Jill I was thinking the same thing about the shiny pantyhose! I'm sure shiny would go with Robin's, I mean Lobin's, entire collection of chaps! Great minds do think alike!

I think Karen has a point about Joan. Oops, let me rephrase that. I think Laren has a point about Loan. She's MIA. And I think there could possibly be only one explanation: she's being held hostage by her competition: non-clogging skinny pole dancers. Laren figured it out in her last comment, I'm just cutting to the chase.

We live in a world where skinny people with rock hard abs and awesome dance skills can dance on TV with celebrities for a living (ok, I want to be one of those people). But my point is clogging, pole dancing women with clapping love handles is a rare thing (I'm hoping a very rare thing) so the only explanation is that some evil tasteful pole dancer has abducted Loan and is trying to get her pole dancing, clogging, love handle clapping secrets out of her. Oh, Loan, how could you get yourself in such a pickle?

We need to gather and have a vigil for the safe return of Loan and there needs to be margaritas, and loud music in some swanky joint filled with male latin dancers who don't have buttons on their shirts. You know.... for Loan.


Karen said...

Ok, I love the idea of Latin dancers and one of them must be named Julio. It's a requirement. And he must wear pink shorts. It's a long story.

So, I read this blog this evening because I desperately needed a good laugh. My sister-in-law got married today (lord help her new husband, I don't think he really knows what he's gotten himself into). And after the ceremony, some friends of my mother-in-law came by because they wanted to be a part of a ceremony we were having for her. She died 3 weeks ago and we scattered her ashes in the ocean this evening and have to do it again tomorrow. It was a sad but happy moment, if that makes any sense. Not that any of you needed to know that, but it helped just to type it.

I think we should all take up pole dance lessons and make sure that the instructors provide us with margaritas. Of course, it will take 2 pitchers for me to get the nerve to swing myself around a pole in front of people. But, by the time I drink 2 pitchers of margaritas, I won't remember any of it anyway and that's probably for the best. Lobin, you need to bring several pair of chaps because a girl has to have options when it comes to clothing. I think I would like to borrow the blue flannel ones.

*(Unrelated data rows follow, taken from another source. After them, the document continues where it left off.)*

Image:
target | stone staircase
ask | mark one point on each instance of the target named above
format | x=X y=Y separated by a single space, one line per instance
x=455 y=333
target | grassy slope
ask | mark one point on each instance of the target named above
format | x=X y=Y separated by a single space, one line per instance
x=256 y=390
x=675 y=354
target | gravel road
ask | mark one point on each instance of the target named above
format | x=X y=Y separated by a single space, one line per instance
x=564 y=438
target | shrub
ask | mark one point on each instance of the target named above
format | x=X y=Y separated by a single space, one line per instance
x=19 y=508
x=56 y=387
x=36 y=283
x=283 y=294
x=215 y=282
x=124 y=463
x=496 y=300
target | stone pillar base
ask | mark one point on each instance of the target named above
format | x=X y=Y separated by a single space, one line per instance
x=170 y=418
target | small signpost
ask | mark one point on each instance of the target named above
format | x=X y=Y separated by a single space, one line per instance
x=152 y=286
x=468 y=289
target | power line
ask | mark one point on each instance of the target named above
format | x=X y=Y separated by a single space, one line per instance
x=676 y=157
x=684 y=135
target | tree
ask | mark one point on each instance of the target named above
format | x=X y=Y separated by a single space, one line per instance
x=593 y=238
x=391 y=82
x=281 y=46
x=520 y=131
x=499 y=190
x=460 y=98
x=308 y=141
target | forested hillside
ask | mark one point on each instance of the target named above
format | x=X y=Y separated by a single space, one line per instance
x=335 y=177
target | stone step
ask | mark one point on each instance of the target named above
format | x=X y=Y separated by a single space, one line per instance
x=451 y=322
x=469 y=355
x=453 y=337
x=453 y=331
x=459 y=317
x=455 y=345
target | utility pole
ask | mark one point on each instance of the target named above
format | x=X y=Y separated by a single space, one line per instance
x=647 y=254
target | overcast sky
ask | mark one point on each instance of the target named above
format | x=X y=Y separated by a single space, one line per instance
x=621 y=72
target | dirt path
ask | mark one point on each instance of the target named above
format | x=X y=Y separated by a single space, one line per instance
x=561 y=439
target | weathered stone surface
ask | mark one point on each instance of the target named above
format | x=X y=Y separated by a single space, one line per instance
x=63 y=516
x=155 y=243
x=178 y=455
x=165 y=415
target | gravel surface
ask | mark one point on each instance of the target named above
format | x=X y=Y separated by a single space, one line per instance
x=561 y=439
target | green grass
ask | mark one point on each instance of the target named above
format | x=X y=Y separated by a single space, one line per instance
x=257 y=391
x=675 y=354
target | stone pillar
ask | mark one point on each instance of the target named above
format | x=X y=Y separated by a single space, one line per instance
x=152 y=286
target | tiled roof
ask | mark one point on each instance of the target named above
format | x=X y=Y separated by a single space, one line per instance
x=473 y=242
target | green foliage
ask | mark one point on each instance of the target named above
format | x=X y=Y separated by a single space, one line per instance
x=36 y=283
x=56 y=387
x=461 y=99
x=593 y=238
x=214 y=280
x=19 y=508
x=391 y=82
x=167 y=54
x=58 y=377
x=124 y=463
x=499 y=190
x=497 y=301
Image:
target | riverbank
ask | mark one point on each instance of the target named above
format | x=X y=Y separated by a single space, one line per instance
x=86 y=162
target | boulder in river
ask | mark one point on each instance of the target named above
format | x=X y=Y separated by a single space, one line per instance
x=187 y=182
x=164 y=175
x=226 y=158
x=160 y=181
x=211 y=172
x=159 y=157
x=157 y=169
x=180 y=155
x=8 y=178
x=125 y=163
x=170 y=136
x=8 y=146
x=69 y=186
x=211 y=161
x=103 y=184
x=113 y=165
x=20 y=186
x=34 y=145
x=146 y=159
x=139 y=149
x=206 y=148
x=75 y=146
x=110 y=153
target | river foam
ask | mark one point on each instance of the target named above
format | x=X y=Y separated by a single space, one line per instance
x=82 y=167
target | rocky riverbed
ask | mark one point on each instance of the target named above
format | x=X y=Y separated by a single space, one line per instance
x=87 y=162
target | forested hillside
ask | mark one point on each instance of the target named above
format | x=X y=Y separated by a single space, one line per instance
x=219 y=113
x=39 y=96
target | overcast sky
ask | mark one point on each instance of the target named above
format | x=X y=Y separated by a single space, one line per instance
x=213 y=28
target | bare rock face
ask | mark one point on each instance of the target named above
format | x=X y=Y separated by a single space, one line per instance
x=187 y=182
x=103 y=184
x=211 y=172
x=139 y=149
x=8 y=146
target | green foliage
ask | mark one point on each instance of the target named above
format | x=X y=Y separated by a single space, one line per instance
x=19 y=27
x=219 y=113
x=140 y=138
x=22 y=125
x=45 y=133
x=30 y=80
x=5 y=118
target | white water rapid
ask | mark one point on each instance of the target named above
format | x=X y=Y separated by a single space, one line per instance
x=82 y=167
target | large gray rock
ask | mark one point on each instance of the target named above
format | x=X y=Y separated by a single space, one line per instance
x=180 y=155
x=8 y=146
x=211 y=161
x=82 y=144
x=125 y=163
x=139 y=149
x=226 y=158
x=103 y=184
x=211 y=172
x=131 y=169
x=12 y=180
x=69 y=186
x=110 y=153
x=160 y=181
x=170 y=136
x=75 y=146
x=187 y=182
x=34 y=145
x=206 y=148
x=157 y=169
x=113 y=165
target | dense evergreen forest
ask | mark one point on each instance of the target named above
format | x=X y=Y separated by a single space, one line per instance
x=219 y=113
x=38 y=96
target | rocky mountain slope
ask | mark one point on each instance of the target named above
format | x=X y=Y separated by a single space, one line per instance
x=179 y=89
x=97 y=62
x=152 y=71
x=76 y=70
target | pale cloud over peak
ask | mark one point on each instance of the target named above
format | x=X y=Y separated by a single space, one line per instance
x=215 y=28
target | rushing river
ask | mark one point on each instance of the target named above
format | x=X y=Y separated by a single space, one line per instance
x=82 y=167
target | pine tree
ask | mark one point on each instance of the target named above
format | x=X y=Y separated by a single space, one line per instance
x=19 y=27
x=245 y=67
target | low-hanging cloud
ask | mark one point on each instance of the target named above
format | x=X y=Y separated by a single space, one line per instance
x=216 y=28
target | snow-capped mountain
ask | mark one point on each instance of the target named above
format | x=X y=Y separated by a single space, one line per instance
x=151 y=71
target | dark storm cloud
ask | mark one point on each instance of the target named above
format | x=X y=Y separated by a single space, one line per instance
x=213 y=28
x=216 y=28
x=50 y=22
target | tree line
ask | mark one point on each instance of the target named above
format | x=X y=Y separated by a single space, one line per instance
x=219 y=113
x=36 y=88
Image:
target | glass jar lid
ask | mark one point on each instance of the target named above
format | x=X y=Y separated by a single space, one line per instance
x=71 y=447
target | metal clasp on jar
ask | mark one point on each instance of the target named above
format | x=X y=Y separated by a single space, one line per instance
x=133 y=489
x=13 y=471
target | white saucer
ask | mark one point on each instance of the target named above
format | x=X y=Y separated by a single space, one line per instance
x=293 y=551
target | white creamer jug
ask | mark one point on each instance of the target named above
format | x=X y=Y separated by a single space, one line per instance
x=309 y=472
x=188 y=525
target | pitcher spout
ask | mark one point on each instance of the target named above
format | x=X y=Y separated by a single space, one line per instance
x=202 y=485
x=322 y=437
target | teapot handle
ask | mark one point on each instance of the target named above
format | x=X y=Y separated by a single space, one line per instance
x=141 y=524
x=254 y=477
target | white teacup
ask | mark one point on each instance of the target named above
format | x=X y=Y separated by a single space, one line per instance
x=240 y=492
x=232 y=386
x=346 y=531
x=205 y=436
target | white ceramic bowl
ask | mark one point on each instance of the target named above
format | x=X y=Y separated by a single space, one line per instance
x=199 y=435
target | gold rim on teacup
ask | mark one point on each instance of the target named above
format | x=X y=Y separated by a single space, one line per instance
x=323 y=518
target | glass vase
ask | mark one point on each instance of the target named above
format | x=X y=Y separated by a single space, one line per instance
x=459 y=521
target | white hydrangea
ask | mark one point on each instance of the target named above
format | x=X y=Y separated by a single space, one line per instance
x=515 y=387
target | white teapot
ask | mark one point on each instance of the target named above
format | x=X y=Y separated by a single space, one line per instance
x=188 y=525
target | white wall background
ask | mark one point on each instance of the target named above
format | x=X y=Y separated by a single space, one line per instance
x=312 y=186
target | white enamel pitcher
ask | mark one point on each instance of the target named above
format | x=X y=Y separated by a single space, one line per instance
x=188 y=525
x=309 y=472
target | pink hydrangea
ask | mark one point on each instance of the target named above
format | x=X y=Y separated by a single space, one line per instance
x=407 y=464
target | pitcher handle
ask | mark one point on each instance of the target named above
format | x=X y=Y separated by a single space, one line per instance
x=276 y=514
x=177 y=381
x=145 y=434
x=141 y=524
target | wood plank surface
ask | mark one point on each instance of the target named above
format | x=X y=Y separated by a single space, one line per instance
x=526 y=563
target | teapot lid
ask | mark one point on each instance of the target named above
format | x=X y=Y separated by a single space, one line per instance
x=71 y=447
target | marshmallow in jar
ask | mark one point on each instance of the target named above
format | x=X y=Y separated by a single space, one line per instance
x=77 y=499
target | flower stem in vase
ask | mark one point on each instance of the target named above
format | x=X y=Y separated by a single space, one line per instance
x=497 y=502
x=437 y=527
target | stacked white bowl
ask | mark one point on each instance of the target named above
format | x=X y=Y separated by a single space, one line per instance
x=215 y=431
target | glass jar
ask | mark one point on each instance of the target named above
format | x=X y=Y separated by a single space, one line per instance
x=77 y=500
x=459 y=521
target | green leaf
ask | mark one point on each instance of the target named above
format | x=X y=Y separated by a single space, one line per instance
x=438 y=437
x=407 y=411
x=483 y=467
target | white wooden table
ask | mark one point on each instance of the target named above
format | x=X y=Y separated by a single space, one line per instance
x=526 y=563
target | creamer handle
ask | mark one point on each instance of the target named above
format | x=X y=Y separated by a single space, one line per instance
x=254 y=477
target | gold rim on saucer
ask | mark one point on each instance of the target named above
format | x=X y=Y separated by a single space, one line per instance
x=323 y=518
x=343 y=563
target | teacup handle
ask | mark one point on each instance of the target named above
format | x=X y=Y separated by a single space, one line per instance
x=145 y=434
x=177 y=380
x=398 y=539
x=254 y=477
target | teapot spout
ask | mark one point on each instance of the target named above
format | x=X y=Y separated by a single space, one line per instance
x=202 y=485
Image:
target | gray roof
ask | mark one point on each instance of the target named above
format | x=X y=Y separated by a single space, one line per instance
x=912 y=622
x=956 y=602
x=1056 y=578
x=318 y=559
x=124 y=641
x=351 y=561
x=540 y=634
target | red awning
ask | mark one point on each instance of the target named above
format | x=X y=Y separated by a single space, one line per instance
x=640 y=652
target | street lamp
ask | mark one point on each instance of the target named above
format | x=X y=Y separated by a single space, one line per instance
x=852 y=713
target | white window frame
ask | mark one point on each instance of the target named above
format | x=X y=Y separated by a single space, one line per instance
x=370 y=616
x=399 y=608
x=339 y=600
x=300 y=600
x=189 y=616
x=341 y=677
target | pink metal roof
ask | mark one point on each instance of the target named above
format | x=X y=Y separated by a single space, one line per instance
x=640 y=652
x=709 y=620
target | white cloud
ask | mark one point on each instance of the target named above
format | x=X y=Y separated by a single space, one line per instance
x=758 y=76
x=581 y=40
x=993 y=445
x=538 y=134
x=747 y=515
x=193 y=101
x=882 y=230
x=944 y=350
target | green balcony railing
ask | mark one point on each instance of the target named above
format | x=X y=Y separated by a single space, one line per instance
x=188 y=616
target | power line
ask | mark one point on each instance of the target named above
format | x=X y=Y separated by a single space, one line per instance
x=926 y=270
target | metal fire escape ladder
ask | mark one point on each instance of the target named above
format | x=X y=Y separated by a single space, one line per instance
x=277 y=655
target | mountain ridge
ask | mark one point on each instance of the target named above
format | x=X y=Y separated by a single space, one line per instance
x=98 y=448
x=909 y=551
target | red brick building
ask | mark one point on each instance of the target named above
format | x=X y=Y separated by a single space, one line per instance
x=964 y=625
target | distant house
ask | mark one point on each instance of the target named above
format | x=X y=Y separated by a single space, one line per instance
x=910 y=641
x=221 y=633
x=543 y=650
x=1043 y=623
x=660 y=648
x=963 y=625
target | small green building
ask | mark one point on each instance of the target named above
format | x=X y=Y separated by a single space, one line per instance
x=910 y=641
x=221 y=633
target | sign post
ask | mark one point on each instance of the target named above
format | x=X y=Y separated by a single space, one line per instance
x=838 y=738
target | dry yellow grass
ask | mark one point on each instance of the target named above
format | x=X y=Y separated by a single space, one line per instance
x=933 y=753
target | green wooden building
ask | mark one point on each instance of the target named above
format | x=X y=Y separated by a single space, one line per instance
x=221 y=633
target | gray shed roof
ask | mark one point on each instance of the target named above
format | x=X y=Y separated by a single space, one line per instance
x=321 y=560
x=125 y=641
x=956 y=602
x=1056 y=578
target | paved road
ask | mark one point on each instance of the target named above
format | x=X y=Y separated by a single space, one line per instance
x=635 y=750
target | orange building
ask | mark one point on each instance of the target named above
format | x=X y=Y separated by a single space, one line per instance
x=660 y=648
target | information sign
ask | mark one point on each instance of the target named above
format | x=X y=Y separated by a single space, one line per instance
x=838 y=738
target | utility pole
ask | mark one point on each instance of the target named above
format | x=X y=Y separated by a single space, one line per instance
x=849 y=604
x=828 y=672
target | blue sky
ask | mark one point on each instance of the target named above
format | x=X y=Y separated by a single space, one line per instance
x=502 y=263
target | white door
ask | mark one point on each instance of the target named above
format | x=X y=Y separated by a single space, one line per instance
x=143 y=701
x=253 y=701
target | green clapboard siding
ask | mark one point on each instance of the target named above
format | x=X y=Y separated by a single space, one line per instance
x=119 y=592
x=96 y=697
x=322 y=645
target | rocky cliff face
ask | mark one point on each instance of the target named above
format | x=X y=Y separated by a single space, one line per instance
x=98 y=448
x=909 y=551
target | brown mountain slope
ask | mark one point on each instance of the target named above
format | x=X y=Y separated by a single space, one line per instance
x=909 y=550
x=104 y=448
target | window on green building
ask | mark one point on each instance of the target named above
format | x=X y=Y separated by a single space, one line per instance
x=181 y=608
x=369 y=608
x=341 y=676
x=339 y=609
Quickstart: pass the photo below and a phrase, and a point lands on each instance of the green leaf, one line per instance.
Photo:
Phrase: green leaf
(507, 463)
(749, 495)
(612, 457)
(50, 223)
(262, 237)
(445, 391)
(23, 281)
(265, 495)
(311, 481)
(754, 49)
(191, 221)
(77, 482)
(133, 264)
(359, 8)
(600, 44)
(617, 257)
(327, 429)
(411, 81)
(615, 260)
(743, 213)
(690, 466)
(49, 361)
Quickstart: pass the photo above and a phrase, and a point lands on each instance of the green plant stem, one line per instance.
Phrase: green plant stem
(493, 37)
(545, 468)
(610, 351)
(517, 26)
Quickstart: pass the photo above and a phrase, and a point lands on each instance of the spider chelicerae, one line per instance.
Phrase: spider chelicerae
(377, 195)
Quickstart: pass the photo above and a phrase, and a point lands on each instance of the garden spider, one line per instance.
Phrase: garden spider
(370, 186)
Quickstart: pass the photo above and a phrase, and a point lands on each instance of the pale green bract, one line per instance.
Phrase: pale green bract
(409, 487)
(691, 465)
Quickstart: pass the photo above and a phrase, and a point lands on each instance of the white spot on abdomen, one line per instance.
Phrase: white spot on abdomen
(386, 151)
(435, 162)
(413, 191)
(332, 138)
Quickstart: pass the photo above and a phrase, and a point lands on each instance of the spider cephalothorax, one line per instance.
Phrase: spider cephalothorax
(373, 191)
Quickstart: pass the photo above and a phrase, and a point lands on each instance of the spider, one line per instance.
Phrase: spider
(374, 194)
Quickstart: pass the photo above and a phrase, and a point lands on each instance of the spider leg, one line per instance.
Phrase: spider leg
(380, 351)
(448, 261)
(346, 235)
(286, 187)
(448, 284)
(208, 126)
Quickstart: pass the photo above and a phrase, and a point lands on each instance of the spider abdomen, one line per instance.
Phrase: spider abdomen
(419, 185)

Ok, so at the wedding, Catwoman comes in with a wig. Yes, she has hair, but for some reason she feels the need to wear this wig to certain functions. I wanted to ask her if she used the cat hair that collects in every crevice of her condo to make the wig, but I realized that it wasn't possible because most of the cats are black (the wig was blonde).

Karen said...

Oh my gosh! The ad for today is pole dance aerobics! Is Loan teaching a class without us?